10 Compliance Checking System

20a-c IoT devices

30a-c Device firmware

40 Pipeline

50a-c Image

100 User terminal

105 Display

110 Processor

120 Guidelines database

125 Requirement

130 Compliance analysis engine

135 Compliance database

140 Detection rule

Claims

1. A computer implemented method for automatically checking non-compliance of device firmware comprising:

receiving an image of the device firmware to a pipeline;

accessing at least one requirement from a guidelines database, wherein the guidelines database comprises a plurality of guideline documents and common requirements and wherein the common requirements are common to a plurality of the guideline documents;

running at least one detection rule on the downloaded device firmware to detect a violated one of the at least one requirement in the device firmware; and

flagging the violated requirement in a compliance database.
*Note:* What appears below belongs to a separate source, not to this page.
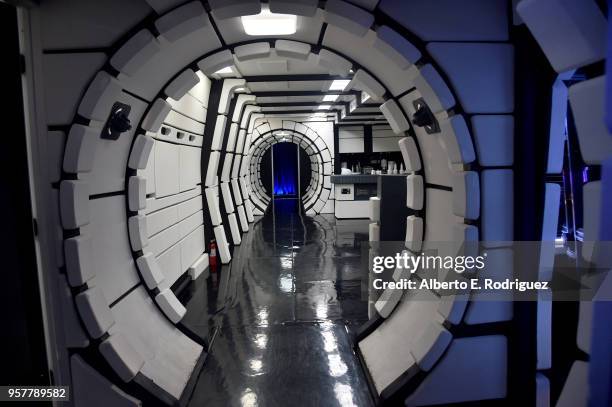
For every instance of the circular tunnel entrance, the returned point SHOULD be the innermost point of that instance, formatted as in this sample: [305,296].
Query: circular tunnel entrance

2. The method of claim 1 further comprising access the compliance database and providing compliance information to user.

3. The method of claim 1, wherein the at least requirement is a security requirement.

4. A compliance checking system for automatically checking compliance of device firmware comprising:

a pipeline for storing a plurality of images from a plurality of Internet of Things devices;

a guidelines database for storing a plurality of guideline documents with a plurality of detection rules, wherein the guidelines database comprises a plurality of guideline documents and common requirements, wherein the common requirements are common to a plurality of the guideline documents;

a processor accessing a compliance database, the compliance database comprising compliance results from a compliance analysis engine adapted to run at least one of the plurality of detection rules on at least one of the plurality of images.

5. The compliance checking system of claim 4, further comprising a user terminal with a display device for displaying a violated one of a requirement detected by the compliance analysis engine.

6. The compliance checking system of claim 4, wherein the plurality of detection rules in the guidelines database are adapted to detect common requirement between the different ones of the guideline documents.

7. The compliance checking system of claim 4, wherein the compliance results are security compliance results.